Jenny held his face to hers, and kissed him passionately.
“Dear!” she fiercely whispered.
Keith slowly released her, and they both laughed breathlessly, with brimming, glowing eyes. He took her hand, still smiling and watching her face.
“Old silly,” Keith murmured. “Aren’t you an old silly! Eh?”
“So you say. You ought to know.... I suppose I am ...”
“But a nice old silly.... And a good old girl to come to-night.”
“But then you knew I should come,” urged Jenny, drily, frowningly regarding him.
“You can’t forgive that, can you! You think I ought to have come grovelling to you. It’s not proper to ask you to come to me ... to believe you might come ... to have everything ready in case you might come. Prude, Jenny! That’s what you are.”
“A prude wouldn’t have come.”
“That’s all you know,” said Keith, teasingly. “She’d have come—out of curiosity; but she’d have made a fuss. That’s what prudes are. That’s what they do.”
“Well, I expect you know,” Jenny admitted, sarcastically. The words wounded her more than they wounded him. Where Keith laughed, Jenny quivered. “You don’t know what it means to me—” she began again, and checked her too unguarded tongue.

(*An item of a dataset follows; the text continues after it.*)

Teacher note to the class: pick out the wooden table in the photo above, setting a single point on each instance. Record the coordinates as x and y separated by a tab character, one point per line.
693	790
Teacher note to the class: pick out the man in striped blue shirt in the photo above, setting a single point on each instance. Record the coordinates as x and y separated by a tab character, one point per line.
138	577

“To come?” He bent towards her. “Of course, it’s marvellous to me! Was that what you meant?”
“No. To think ... other girls ...” She could not speak distinctly.
“Other girls?” Keith appeared astonished. “Do you really believe ...” He too paused. “No other girls come on this yacht to see me. I’ve known other girls. I’ve made love to other girls—what man hasn’t? You don’t get to my age without ...”
“Without what?” Jenny asked coolly.
“I’m not pretending anything to you. I’m thirty and a bit over. A man doesn’t get to my age...No man does, without having been made a fool of.”
“Oh, I don’t mind that,” Jenny said sharply. “It’s the girls you’ve fooled.”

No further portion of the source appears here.